O caldeirão da chefe

Sempre me pergunto de onde vem o meu gosto pela cozinha. 
Minha história com a gastronomia não tem esse começo nostálgico,
da criança que ficava na barra da saia, brincando com massinha de
pão, dos cheiros e sabores vividos na infância. Não sou dessas.

Foto: Nicolas Gondim

Queria ser, mas não sou. Na minha família, os poucos registros que
guardo são de minha avó Araci, fazendo o seu tão famoso arroz de
leite (salgado) e seu incrível bolo de maracujá de todos os
aniversários. A primeira receita é bem infantil, dessas que alimenta
onze crianças famintas e agrada a todas elas. E minha outra avó,
Teresinha, fazendo seu delicioso pudim de domingo. Minha mãe
nunca fez questão de ir pra cozinha, meu pai muito menos. Mas,
tudo na minha vida foi e é sempre assim, na verdade, acho que na
de todo mundo: o que eu não tenho de um jeito, tenho de outro.

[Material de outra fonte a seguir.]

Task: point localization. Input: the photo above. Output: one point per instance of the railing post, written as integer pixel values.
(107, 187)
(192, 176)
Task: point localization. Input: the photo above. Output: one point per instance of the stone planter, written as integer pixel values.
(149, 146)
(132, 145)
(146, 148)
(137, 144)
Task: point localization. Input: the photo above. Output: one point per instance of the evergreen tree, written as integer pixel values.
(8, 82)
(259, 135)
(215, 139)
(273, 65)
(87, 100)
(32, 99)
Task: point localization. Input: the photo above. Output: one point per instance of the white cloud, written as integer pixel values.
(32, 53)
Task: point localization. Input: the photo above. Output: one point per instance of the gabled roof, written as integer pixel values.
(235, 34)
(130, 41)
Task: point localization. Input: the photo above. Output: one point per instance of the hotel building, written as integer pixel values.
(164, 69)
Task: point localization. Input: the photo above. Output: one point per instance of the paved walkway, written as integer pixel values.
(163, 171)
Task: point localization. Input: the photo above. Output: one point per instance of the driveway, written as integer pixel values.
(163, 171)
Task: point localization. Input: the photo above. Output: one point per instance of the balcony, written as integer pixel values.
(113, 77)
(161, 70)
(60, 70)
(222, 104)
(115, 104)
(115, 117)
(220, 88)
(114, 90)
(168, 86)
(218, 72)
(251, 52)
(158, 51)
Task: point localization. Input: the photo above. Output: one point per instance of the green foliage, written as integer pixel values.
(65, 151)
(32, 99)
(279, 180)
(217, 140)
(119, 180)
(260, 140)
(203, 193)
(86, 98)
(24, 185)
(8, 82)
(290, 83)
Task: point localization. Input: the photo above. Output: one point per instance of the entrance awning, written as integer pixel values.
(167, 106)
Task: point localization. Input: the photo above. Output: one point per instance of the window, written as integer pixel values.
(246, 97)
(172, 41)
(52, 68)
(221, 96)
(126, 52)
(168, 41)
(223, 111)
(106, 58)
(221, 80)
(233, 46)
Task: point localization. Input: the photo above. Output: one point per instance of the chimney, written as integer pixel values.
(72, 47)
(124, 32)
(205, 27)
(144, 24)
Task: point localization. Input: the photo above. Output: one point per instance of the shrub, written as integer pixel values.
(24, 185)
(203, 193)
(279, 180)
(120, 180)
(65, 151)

Se não tive referências familiares, fui ganhando ao longo da vida. 
Pessoas que cruzaram meu caminho foram deixando marcas
profundas. Talvez nem saibam que me marcaram tanto… Mas seu
modo de cozinha, seus saberes, fizeram o meu e me transformaram
no que sou.
Vou acabar sendo injusta, mas mesmo assim, já pedindo
desculpas, citarei algumas pessoas responsáveis pelos valores que
adquiri ao longo de minha carreira.


Descobri, aos 27 anos, que minha mãe tinha um primo, nosso
grande Léo Gondim, meu primo segundo, que foi quem me
orientou. Devo a ele o caminho das pedras. Ele que, assim como
eu, teve na Gastronomia sua segunda graduação. Léo me
empurrou, me deu coragem pra mudar o rumo. Já dizia Leminski : “
Isso de querer ser exatamente aquilo que a gente é ainda vai nos
levar além.” Léo me ajudou a ir além.
Tive uma vizinha, uma mestre doceira, lá no sul do país, em Santa
Catarina, filha de outro mestre, que, por alguns momentos de minha

vida, foi minha amiga, minha mãe, minha professora, Célia Alves.
Com ela aprendi, não as técnicas da confeitaria clássica, mas
aquele tal ponto, aquele jeito, que só uma mestre-mãe sabe dar.
Aprendi a peneirar a farinha do bolo três vezes, o açúcar e o cacau
também. Aprendi o ponto da calda dos fios de ovos e o ponto exato
da geléia. Aprendi o que não tem nos livros. Ganhei precisão.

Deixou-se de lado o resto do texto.